Consommation

Jeux vidéo pour enfants : Comment les choisir ? Quelles précautions prendre ?

person holding yellow and black smartphone
Publié le 7 décembre 2020

Les Français sont les premiers consommateurs de jeu x vidéo en Europe : 96 % des 10 à 17 ans, soit 4,41 millions d’individus s’y adonnent.

Un enfant sur deux joue même chaque jour. Ainsi, le marché français, tous systèmes confondus (jeux pour consoles, PC, mobiles, matériel et accessoires), générait un chiffre d’affaires de 4,8milliards d’euros en 2019*. A l’approche des fêtes de Noël, parions que le jeu vidéo sera encore massivement offert cette année. Alors, comment choisir un jeu adapté à l’âge de l’enfant ?

Classification PEGI

Tout d’abord, il existe une réglementation obligeant les fabricants à apposer sur les jeux un logo indiquant la catégorie d’âge auxquels ils sont destinés (3, 7, 12, 16, 18 ans).
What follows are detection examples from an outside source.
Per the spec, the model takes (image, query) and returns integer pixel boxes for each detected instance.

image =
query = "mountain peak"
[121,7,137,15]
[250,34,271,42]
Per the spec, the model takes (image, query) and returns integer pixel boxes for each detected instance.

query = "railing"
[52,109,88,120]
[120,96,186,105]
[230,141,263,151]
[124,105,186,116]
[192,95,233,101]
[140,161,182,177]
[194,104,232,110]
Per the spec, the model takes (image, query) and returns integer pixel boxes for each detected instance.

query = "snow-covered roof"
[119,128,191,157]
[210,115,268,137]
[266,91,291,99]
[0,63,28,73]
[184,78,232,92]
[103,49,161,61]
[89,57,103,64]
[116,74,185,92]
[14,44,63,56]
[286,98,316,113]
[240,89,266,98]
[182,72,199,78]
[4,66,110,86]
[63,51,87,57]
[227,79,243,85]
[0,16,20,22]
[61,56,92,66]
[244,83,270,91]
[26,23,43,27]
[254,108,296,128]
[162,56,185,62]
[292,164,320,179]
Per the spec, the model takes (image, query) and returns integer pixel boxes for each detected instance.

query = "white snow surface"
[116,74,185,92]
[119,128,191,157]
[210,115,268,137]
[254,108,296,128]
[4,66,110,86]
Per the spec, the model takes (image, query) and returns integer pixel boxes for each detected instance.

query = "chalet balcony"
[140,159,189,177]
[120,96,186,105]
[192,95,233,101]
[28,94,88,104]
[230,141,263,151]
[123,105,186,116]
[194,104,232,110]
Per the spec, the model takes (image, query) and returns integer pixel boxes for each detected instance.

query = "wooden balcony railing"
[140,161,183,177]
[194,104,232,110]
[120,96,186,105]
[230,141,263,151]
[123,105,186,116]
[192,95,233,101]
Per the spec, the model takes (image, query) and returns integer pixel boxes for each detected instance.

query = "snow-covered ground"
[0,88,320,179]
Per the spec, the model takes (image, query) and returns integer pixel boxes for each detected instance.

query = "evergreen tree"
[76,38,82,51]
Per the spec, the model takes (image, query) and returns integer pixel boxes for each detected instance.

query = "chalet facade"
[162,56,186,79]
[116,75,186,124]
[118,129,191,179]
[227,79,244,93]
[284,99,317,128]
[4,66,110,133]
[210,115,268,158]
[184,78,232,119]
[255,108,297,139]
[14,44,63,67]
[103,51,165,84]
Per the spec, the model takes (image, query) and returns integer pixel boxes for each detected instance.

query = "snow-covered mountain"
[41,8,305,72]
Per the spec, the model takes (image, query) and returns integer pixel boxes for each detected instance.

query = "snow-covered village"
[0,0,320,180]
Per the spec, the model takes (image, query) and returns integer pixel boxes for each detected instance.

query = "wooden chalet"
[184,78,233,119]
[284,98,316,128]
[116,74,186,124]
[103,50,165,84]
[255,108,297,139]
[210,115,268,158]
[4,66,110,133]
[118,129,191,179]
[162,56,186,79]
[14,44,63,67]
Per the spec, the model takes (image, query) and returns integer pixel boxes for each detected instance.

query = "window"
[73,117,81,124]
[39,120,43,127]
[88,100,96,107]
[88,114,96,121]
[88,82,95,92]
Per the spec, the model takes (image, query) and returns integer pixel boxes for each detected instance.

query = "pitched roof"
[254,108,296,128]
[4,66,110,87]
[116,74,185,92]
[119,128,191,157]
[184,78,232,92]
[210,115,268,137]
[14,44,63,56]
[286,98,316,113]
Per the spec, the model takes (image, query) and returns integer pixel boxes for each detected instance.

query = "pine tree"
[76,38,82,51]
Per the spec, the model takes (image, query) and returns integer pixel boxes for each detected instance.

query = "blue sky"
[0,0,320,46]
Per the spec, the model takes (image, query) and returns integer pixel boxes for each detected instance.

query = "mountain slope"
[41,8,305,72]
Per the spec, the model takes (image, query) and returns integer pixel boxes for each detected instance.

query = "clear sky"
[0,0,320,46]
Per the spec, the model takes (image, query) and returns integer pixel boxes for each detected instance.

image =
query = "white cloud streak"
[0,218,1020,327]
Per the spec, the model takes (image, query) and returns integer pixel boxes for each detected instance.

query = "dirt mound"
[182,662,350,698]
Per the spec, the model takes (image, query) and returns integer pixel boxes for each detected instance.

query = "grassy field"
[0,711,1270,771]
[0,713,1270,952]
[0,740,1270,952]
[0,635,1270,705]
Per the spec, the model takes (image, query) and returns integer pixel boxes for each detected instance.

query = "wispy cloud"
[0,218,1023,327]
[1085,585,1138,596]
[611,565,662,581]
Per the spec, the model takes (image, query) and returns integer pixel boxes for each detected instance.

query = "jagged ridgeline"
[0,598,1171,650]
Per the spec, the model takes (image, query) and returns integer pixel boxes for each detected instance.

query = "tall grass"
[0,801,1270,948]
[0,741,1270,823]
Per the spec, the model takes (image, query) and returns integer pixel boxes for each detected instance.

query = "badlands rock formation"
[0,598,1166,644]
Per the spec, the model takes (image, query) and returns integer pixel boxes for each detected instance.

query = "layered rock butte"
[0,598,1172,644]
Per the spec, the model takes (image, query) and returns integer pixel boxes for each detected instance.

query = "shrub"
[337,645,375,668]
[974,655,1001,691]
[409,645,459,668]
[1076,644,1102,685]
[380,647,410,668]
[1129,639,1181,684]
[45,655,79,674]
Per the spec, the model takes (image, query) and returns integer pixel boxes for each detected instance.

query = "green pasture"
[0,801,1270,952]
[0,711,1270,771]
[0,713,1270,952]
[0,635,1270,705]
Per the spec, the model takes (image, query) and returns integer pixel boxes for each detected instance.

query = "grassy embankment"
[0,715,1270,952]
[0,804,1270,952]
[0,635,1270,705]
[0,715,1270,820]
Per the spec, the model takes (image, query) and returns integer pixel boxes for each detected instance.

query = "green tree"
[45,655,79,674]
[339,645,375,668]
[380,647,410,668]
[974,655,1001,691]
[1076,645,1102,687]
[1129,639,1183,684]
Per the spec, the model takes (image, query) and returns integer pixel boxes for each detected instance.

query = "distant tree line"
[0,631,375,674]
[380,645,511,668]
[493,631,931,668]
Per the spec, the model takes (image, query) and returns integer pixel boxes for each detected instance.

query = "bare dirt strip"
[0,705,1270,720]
Il s’agit du classement PEGI (pour Pan European Game Information). C’est au fabricant de décider de la catégorie à laquelle appartient son produit. Ce classement évalue le contenu violent ou choquant, et non la difficulté du jeu. Tous les jeux vidéo sont concernés, qu’ils soient vendus sur support physique ou en téléchargement. Le classement PEGI se compose d’unsecond pictogramme (une image et un mot) qui indique le type de contenu, violent ou choquant. Par exemple, une seringue avec un mot « drogue », une araignée avec le mot « peur ».

Contrôle parental

Pour limiter l’accès à des jeux non adaptés, le temps de jeu, la navigation sur le Web, paramétrer le niveau d’interaction en ligne ou contrôler les achats sur le Net, la plupart des consoles, systèmes d’exploitation et terminaux mobiles proposent un contrôle parental. Les professionnels de la petite enfance préconisent d’éviter les jeux vidéo avant 3ans. Ensuite, mieux vaut privilégier ceux qui se pratiquent à plusieurs, notamment en famille. Si le temps de jeu quotidien évolue avec l’âge, il doit être défini au préalable avec l’enfant. Enfin, des pauses doivent préserver la vision, l’endormissement et la santé. Une règle possible : une heure de jeu vidéo contre une autre d’activité sans écran.

Conseil et écoute

Des sites renseignent en outre sur les pratiques à adopter. Ainsi, le collectif PédaGoJeux.fr, qui réunit pouvoirs publics, syndicat des éditeurs de jeux, oculistes et familles, publie des fiches conseils. L’association e-Enfance, agréée par le ministère de l’Éducation nationale, adresse des conseils aux professionnels et aux parents, y compris en matière de cyber harcèlement. Enfin, Net Ecoute.fr (0800200000) est le numéro vert national destiné aux enfants et ados sujets à des problèmes dans leurs usages numériques. Anonyme, gratuit et confidentiel, ce service qui écoute, informe et conseille, reçoit environ 10 000 appels par an.

 

Michèle BERZOZA pour INDECOSA CGT

Source : syndicat des éditeurs de logiciels de loisirs (sell)

 

L’AVIS D’INDECOSA-CGT

L’Agence nationale de sécurité sanitaire de l’alimentation, de l’environnement et du travail a émis un avis sur les effets sanitaires potentiels des technologies audiovisuelles en vision stéréoscopique, dites “3D”. Le groupe de travail recommande de ne pas y exposer les enfants de moins de 6 ans, de limiter l’exposition des moins de 13 ans, et d’être attentif à d’éventuels symptômes induits : fatigue visuelle, troubles de la vue, maux de tête… INDECOSA CGT invite à la prudence les parents de jeunes enfants, garants de leur éducation et de leur développement, surtout en cas de perte de lien avec la vie réelle.